Urinary Incontinence Is More Common Than You Think, And Botox Is Among Proven Solutions

Urinary incontinence is the most common bladder control problem, according to the U.S. National Institute of Diabetes and Digestive and Kidney Diseases. This lack of bladder control can seriously impact life by causing disruptions to the normal course of activities, embarrassment, impact to social relationships and decreased ability to work for a living. But Botox and other solutions can help.

Incontinence should not be considered a disease, however, and instead be looked at as a symptom of a larger issue, according to experts. Underlying causes can include aging, general poor health, being overweight, smoking and diseases including MS.  Prostate problems can cause incontinence in men. Women can experience incontinence because of pregnancy, childbirth and menopause, all things that weaken the muscles of the pelvic floor. It can also be a side effect of radiation treatments.

The precise number of people who experience urinary incontinence isn’t known since many cases are not reported, but some organizations believe at least 10 percent of the population has the problem. Others believe the number is much higher.

Understanding Incontinence Better

There are several types of incontinence, and the treatments vary depending on the cause and symptoms. Among the types are:

  • Urge incontinence, the intense need to go to the bathroom immediately. This can be caused by an infection, diabetes or a neurological disorder. This type responds well to Botox treatment because it involves sudden tensing of bladder muscles in many cases, which Botox injections can lessen or eliminate.
  • Stress incontinence, caused by weak pelvic floor muscles and occurring when laughing, sneezing, exercising, lifting or having sex.
  • Overflow incontinence, the failing of the bladder to empty fully so that small amounts drip over time.
  • Mixed incontinence, a combination of two or more types.
  • Total incontinence, when the sphincter muscle no longer works and urine flow cannot be controlled at all.
  • Functional incontinence, a rare condition that happens when arthritis, cognitive decline or other conditions cause someone with normal bladder control to be unable to get to a bathroom when needed.

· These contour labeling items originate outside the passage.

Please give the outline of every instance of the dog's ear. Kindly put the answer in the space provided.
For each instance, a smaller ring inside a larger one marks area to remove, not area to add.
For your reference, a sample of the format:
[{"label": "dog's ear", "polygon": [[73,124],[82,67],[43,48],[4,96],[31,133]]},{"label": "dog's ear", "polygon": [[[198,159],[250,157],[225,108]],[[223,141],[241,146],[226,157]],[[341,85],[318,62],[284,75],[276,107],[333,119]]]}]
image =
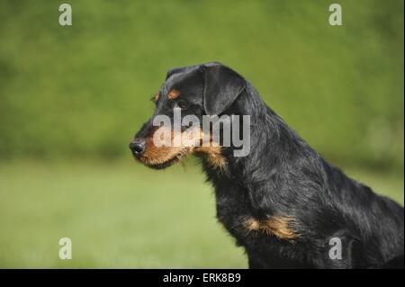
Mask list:
[{"label": "dog's ear", "polygon": [[203,104],[208,115],[228,109],[246,87],[246,80],[234,70],[220,63],[202,66],[205,84]]}]

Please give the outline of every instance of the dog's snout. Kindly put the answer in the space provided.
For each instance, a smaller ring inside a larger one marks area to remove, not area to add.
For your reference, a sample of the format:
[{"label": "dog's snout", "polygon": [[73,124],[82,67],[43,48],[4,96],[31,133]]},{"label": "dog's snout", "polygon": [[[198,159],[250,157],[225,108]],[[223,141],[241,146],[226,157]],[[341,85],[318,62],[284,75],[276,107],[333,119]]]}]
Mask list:
[{"label": "dog's snout", "polygon": [[146,148],[145,139],[135,139],[130,143],[130,148],[134,156],[140,157]]}]

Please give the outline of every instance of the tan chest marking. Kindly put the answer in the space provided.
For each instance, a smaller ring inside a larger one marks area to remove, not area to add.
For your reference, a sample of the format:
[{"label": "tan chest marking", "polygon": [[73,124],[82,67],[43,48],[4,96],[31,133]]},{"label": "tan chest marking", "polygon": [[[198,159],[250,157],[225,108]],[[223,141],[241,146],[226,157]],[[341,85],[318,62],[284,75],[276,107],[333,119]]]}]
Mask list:
[{"label": "tan chest marking", "polygon": [[175,90],[175,89],[171,90],[171,91],[167,94],[167,97],[168,97],[170,100],[175,100],[175,99],[176,99],[179,95],[180,95],[180,92],[177,91],[177,90]]}]

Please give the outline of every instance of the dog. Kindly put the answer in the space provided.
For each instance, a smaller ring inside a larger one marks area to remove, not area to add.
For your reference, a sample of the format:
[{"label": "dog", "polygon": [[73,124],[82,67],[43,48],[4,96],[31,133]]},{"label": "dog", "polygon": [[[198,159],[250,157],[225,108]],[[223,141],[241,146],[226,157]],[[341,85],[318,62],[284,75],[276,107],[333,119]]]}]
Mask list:
[{"label": "dog", "polygon": [[[217,218],[250,268],[403,268],[404,209],[328,164],[236,71],[217,62],[172,68],[153,101],[154,115],[130,143],[134,157],[162,169],[196,155]],[[153,120],[173,119],[176,108],[198,119],[249,115],[250,152],[157,146]]]}]

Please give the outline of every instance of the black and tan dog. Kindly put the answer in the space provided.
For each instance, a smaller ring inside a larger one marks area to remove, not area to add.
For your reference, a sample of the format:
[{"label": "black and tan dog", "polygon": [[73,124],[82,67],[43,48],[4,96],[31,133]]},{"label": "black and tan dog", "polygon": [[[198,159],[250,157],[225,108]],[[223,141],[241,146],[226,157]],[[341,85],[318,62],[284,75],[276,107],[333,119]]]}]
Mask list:
[{"label": "black and tan dog", "polygon": [[[171,69],[154,101],[152,119],[130,144],[134,157],[153,168],[201,157],[217,217],[251,268],[403,267],[403,208],[326,162],[237,72],[219,63]],[[198,118],[250,115],[250,153],[157,147],[152,120],[173,117],[176,107]],[[341,256],[330,255],[334,247]]]}]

While the primary symptom of incontinence of any kind is leakage of urine, the condition can also be caused by a urinary tract infection, which may have the following systems:

  • Pain during urination
  • Pink, red or dark urine
  • Urine odor
  • Back or abdominal pain
  • Frequent urination
  • And more.

Treating Incontinence

A doctor can determine the cause of a patient’s incontinence and create a treatment plan based on a physical exam and review of history and symptoms. Tests may be conducted as well. Some cases clear up on their own over time.

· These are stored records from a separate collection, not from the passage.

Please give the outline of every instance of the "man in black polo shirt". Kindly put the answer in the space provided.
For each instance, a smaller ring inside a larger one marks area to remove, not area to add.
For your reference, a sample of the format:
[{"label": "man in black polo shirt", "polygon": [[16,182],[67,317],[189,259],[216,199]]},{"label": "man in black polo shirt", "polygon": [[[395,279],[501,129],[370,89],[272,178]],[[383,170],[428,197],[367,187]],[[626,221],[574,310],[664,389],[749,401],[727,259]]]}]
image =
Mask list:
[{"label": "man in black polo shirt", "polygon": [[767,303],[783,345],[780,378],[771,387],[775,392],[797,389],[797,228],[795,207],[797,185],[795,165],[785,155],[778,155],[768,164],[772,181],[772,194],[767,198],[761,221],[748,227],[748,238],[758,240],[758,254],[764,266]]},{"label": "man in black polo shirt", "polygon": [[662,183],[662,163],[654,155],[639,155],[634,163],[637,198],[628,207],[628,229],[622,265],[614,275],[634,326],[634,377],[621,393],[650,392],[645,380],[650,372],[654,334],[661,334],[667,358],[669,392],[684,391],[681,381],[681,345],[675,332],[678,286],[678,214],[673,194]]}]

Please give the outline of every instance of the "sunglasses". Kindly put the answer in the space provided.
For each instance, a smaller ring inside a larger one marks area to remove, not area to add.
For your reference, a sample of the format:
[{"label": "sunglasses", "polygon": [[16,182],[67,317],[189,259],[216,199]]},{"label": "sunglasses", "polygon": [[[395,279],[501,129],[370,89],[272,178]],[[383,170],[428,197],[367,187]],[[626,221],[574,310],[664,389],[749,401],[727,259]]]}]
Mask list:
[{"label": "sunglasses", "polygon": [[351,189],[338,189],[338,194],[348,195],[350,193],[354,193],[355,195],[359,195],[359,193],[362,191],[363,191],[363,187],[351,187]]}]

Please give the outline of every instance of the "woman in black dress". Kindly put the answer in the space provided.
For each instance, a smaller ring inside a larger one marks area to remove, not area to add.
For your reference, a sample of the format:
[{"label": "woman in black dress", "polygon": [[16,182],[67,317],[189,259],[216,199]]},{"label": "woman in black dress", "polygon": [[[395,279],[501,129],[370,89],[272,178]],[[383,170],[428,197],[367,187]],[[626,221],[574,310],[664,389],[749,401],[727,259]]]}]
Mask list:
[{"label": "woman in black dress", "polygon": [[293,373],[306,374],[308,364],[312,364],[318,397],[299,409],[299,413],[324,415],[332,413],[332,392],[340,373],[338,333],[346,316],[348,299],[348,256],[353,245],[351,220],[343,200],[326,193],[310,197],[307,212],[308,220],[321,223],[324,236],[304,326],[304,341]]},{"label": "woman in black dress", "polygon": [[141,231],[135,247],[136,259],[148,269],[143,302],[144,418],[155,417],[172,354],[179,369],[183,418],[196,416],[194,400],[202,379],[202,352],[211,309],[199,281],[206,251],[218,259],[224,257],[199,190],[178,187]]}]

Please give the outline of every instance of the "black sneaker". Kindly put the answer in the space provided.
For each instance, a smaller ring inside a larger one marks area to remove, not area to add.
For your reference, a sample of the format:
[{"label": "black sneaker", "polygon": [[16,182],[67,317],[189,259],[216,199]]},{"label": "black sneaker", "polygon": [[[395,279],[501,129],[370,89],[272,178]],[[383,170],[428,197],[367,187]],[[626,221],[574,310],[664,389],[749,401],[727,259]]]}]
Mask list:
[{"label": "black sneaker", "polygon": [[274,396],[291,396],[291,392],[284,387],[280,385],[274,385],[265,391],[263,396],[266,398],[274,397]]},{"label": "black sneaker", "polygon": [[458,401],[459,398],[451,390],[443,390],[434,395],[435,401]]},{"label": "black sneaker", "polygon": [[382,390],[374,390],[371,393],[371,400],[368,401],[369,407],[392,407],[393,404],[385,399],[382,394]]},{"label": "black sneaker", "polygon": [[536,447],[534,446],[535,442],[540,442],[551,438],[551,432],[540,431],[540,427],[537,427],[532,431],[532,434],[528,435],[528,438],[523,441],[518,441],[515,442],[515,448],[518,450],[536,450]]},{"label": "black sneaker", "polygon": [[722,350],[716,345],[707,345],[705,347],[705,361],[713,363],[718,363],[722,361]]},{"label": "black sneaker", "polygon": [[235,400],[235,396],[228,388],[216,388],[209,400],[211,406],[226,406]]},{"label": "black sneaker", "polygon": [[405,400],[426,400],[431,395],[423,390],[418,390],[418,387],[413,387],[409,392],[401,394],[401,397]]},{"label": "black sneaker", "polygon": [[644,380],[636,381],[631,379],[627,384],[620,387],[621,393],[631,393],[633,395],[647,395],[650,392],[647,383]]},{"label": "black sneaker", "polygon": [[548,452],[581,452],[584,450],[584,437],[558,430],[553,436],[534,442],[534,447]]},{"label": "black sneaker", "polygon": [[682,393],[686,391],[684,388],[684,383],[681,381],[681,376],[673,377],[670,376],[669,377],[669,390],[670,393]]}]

Experts point to a wider range of treatment choices than ever before. In many cases, a doctor will suggest lifestyle changes, bladder control training and pelvic floor exercises. If these things don’t work, medication might do the trick. There are also medical devices, biofeedback treatments and surgical procedures that may help.

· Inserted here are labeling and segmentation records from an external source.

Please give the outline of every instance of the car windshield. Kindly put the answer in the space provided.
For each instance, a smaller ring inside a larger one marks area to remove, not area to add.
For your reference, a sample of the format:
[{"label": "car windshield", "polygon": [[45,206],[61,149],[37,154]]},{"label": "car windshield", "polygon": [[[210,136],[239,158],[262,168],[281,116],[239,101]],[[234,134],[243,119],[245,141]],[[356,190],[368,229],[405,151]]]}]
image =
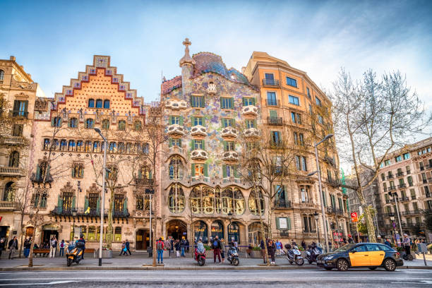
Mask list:
[{"label": "car windshield", "polygon": [[335,250],[334,252],[345,252],[347,251],[348,250],[351,249],[352,248],[356,246],[356,244],[347,244],[345,246],[343,246],[336,250]]}]

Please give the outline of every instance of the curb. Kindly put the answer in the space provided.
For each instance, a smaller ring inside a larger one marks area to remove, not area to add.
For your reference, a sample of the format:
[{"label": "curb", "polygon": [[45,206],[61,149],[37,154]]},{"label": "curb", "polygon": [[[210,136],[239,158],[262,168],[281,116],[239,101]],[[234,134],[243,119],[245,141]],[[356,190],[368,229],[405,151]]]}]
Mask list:
[{"label": "curb", "polygon": [[[308,270],[316,266],[245,266],[245,267],[20,267],[0,268],[0,271],[66,271],[66,270]],[[400,266],[397,269],[432,270],[432,266]]]}]

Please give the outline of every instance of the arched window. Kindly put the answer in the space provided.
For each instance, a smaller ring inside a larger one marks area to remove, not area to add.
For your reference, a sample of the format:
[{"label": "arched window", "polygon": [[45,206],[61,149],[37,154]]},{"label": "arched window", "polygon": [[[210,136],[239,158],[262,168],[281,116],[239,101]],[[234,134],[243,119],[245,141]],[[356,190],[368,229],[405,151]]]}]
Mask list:
[{"label": "arched window", "polygon": [[140,131],[143,128],[143,126],[141,124],[141,121],[139,120],[136,120],[133,124],[133,127],[135,128],[136,131]]},{"label": "arched window", "polygon": [[117,143],[112,142],[109,143],[109,152],[115,153],[117,151]]},{"label": "arched window", "polygon": [[181,213],[184,210],[184,193],[181,187],[173,186],[169,189],[168,196],[168,203],[169,203],[169,211],[173,213]]},{"label": "arched window", "polygon": [[69,144],[68,145],[68,151],[75,151],[75,140],[69,140]]},{"label": "arched window", "polygon": [[[259,202],[258,198],[259,198]],[[251,195],[249,195],[249,210],[251,210],[251,213],[254,215],[259,215],[258,207],[260,206],[261,208],[261,215],[264,214],[264,198],[263,197],[263,193],[260,191],[258,191],[258,193],[255,190],[252,190],[251,191]]]},{"label": "arched window", "polygon": [[76,118],[71,118],[69,119],[69,128],[78,127],[78,119]]},{"label": "arched window", "polygon": [[95,120],[91,118],[88,118],[85,120],[85,128],[88,129],[92,129],[95,126]]},{"label": "arched window", "polygon": [[90,152],[92,149],[92,141],[85,141],[84,143],[84,151]]},{"label": "arched window", "polygon": [[169,179],[181,180],[183,179],[183,164],[178,156],[174,156],[169,161]]},{"label": "arched window", "polygon": [[124,148],[124,143],[123,142],[119,142],[119,148],[117,148],[119,153],[124,153],[126,149]]},{"label": "arched window", "polygon": [[9,155],[9,167],[20,167],[20,153],[18,151],[13,151]]},{"label": "arched window", "polygon": [[105,129],[105,130],[109,129],[109,120],[104,119],[102,121],[102,129]]},{"label": "arched window", "polygon": [[66,139],[61,139],[60,141],[60,151],[66,151],[68,147],[68,143]]},{"label": "arched window", "polygon": [[44,150],[49,150],[49,143],[51,143],[51,141],[49,140],[49,139],[48,139],[48,138],[44,139]]},{"label": "arched window", "polygon": [[13,182],[8,182],[4,186],[3,200],[12,202],[14,200],[15,200],[15,184]]},{"label": "arched window", "polygon": [[152,179],[152,171],[148,166],[143,166],[138,170],[138,178],[140,179]]},{"label": "arched window", "polygon": [[77,152],[83,151],[83,140],[78,140],[76,141],[76,150]]},{"label": "arched window", "polygon": [[51,119],[51,126],[53,127],[60,127],[61,126],[61,117],[57,116]]},{"label": "arched window", "polygon": [[[106,101],[106,100],[105,100]],[[126,121],[124,120],[120,120],[119,121],[119,126],[118,126],[119,130],[121,131],[124,131],[126,130]]]},{"label": "arched window", "polygon": [[97,141],[93,142],[93,152],[100,152],[100,144]]}]

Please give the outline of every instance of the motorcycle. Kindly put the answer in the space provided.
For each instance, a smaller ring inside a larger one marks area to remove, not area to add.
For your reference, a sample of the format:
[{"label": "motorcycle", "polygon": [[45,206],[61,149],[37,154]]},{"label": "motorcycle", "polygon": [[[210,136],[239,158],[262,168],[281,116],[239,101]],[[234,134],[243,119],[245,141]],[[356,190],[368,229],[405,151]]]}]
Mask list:
[{"label": "motorcycle", "polygon": [[205,249],[203,251],[199,251],[198,248],[196,248],[193,259],[198,262],[200,266],[204,265],[205,264]]},{"label": "motorcycle", "polygon": [[239,260],[239,251],[236,247],[234,246],[230,246],[227,255],[228,256],[227,259],[228,259],[230,264],[234,265],[234,266],[239,265],[240,263],[240,261]]},{"label": "motorcycle", "polygon": [[316,245],[313,244],[312,245],[309,245],[308,249],[306,251],[306,258],[309,263],[309,264],[312,264],[313,262],[316,262],[316,258],[318,255],[322,254],[321,251],[318,249]]},{"label": "motorcycle", "polygon": [[292,265],[295,263],[299,266],[301,266],[304,264],[304,259],[301,257],[301,252],[299,251],[296,246],[294,246],[291,248],[291,245],[285,245],[287,248],[287,259],[289,262],[289,264]]},{"label": "motorcycle", "polygon": [[76,244],[70,244],[66,251],[66,259],[68,267],[71,266],[73,263],[79,264],[80,261],[83,259],[83,248],[84,247],[85,243],[78,241]]}]

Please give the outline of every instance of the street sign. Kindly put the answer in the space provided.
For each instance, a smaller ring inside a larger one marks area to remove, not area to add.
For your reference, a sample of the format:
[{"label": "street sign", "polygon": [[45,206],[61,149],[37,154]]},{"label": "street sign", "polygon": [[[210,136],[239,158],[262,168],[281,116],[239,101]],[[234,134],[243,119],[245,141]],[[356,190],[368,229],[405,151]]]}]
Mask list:
[{"label": "street sign", "polygon": [[351,220],[354,222],[359,222],[359,218],[357,217],[357,212],[351,212]]}]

Many patients are surprised when their physician recommends Botox for incontinence or overactive bladder. When Botox is used for bladder control, the treatment is injected at a clinic or medical office, and most patients have few or no side effects.

The injections don’t cause any pain, but there can be some brief discomfort similar to cramping. Most patients get improvement in their symptoms in only a few days, and the results can last up to 6 months. Urine retention can happen, so the procedure is not recommended for men with enlarged prostates.

If you’re a medical professional interested in exploring this use for Botox and many others, consider attending a Botox and dermal filler training seminar from Dentox, the leader in single day, in-person injectables training. Online and on demand training is also available. Register for a seminar near you or reach out for more information.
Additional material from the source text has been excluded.